Comme ses compagnons d'enfermement, ce jeune homme est entré sur le territoire italien sans documents d'identité ni autorisation. Il a donc commis un délit au regard de la loi italienne, modifiée en 2009.

"Quiconque entre sans visa ni papier est traité de cette manière. Cela a été difficile au début de le leur faire comprendre mais dans l'ensemble ce sont des gens qui ont reçu une éducation", explique à l'AFP le directeur du centre, Giuseppe Di Sangiuliano.

Difficile pour eux d'être reclus et constamment escortés pour aller à la bibliothèque, à la mosquée ou chez le barbier.

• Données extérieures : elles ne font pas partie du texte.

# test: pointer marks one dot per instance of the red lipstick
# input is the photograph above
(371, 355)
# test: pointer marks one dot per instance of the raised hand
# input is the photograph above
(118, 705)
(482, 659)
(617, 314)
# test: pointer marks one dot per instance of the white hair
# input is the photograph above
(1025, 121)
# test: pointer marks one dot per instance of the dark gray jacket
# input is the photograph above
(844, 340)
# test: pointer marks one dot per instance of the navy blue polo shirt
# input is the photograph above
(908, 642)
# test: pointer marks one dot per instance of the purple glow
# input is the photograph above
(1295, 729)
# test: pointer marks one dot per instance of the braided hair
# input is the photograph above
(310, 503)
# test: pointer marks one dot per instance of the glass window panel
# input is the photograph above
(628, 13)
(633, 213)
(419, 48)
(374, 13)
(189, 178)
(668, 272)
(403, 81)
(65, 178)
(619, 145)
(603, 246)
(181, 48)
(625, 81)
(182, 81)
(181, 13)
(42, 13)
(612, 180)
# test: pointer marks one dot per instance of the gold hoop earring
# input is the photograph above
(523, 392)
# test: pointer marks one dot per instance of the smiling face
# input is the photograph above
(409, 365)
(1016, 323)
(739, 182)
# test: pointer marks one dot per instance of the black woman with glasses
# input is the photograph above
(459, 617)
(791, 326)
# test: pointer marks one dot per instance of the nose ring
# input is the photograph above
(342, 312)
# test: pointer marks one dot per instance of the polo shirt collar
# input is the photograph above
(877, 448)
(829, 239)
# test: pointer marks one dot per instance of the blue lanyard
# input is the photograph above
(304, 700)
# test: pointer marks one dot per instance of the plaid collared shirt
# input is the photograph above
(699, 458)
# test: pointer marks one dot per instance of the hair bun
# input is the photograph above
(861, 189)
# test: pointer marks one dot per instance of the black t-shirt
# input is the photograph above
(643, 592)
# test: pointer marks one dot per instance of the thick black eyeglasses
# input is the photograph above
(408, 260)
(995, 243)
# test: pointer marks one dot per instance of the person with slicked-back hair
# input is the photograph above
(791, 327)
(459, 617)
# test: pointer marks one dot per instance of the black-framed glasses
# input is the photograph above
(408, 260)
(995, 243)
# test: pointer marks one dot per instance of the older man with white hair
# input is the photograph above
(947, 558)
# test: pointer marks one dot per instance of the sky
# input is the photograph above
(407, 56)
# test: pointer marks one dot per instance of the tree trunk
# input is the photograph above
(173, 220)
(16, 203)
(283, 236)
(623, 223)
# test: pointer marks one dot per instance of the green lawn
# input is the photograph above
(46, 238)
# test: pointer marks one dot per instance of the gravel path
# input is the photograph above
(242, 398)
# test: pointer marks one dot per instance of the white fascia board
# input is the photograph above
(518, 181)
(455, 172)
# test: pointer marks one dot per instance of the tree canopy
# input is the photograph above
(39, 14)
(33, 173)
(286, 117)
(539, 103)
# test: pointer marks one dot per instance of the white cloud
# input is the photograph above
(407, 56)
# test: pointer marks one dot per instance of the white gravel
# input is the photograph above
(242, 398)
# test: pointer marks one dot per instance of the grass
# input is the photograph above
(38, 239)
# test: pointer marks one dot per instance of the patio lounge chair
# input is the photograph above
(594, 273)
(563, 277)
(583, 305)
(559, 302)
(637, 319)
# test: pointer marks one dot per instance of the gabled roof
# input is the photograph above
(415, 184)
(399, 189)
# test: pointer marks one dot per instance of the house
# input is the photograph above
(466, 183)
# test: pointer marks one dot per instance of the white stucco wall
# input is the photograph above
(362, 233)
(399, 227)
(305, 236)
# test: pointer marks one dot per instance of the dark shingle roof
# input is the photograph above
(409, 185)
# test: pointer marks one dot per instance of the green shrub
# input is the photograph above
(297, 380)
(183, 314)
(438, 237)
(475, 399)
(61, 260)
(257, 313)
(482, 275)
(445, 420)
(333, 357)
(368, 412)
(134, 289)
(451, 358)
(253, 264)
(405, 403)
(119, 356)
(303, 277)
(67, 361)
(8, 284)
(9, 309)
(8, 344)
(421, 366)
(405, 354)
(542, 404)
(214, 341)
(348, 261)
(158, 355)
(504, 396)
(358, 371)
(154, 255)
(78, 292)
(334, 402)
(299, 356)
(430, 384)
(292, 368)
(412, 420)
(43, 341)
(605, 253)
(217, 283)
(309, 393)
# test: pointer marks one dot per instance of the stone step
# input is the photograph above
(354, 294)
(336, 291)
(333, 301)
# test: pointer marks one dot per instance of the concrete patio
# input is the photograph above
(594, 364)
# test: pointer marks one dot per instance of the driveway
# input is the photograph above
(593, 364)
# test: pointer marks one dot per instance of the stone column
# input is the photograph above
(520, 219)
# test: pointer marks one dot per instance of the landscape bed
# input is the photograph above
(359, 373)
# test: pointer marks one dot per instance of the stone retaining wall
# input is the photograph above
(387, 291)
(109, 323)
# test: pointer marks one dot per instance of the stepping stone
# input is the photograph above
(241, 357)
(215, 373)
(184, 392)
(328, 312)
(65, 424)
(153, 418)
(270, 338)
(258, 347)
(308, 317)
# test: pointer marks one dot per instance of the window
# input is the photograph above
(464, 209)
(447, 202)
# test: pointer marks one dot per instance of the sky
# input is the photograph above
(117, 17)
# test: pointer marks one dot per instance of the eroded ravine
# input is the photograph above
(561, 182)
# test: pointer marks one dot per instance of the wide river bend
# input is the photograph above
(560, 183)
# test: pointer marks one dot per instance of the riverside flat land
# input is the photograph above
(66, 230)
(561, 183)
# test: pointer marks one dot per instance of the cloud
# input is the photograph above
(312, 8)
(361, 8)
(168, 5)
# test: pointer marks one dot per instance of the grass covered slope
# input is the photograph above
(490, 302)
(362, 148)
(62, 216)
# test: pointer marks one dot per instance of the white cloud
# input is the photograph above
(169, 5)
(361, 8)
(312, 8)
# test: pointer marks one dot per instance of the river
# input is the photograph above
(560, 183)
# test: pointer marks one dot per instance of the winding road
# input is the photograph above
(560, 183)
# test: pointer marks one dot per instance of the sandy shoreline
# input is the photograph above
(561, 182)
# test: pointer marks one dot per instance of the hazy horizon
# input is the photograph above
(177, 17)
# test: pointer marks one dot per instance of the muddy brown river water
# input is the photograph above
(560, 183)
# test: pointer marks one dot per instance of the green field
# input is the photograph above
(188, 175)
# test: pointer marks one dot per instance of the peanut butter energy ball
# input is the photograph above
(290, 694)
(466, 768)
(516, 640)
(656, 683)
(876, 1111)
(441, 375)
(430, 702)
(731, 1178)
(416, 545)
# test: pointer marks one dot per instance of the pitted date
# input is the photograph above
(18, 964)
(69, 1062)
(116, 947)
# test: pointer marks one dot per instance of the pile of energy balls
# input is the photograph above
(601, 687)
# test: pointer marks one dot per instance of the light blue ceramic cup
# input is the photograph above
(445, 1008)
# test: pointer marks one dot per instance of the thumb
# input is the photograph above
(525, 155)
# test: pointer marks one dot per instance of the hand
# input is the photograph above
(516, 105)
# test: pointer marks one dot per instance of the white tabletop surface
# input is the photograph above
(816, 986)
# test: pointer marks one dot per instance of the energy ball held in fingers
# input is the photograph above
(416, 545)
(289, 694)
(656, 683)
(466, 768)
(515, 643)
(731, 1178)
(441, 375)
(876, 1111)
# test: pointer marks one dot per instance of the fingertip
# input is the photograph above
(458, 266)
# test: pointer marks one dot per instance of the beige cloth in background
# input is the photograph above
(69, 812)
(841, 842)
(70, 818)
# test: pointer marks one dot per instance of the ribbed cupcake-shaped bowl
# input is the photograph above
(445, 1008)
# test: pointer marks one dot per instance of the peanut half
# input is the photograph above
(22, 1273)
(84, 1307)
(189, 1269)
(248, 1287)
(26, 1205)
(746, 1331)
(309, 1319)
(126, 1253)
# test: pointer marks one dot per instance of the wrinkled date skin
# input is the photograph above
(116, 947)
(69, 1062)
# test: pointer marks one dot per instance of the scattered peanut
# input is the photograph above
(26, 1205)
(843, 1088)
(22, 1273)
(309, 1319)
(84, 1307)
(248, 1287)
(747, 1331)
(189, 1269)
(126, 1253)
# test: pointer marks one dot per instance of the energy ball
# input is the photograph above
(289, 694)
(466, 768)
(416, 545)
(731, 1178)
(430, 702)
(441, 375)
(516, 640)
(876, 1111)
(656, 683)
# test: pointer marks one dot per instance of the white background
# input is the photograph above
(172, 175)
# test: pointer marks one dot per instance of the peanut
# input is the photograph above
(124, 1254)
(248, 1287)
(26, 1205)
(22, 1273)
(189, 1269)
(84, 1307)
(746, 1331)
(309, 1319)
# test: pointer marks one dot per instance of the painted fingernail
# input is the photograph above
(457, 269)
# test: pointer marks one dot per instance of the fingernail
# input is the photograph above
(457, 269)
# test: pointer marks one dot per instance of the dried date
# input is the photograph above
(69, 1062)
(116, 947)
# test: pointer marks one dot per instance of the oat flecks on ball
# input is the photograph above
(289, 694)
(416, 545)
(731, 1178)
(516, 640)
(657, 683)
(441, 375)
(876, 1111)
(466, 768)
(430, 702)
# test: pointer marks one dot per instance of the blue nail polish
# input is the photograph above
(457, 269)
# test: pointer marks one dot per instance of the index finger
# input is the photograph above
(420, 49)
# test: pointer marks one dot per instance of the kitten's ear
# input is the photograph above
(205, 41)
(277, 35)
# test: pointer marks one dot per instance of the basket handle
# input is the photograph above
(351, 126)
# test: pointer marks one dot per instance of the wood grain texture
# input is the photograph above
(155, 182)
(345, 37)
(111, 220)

D'autant que des centaines d'autres Tunisiens, ceux qui ont opté pour une demande d'asile en Italie, ont été envoyés vers des centres "ouverts" d'où ils peuvent sortir en journée et dont ils sont nombreux à s'être déjà échappés.

Pour les boat people de Ponte Galeria dont la vie n'est pas considérée comme menacée dans leur pays d'origine, la seule perspective est le retour à la case départ.

Mais même leur rapatriement n'est pas simple: "il n'y a plus de représentant au consulat à Rome pour les identifier et l'accord pour leur réadmission (en Tunisie, ndlr) n'est plus appliqué", explique à l'AFP Paola Varvazzo, adjointe au préfet de Rome. Or, prévient-elle, ils peuvent être "détenus six mois au maximum ici (en Italie, ndlr) puis ils seront relâchés".

Deux ministres italiens en visite vendredi à Tunis ont annoncé une aide de 80 millions d'euros à la Tunisie pour l'aider à stopper les départs de migrants et lui ont demandé de collaborer au "retour volontaire" de ceux qui se trouvent en Italie.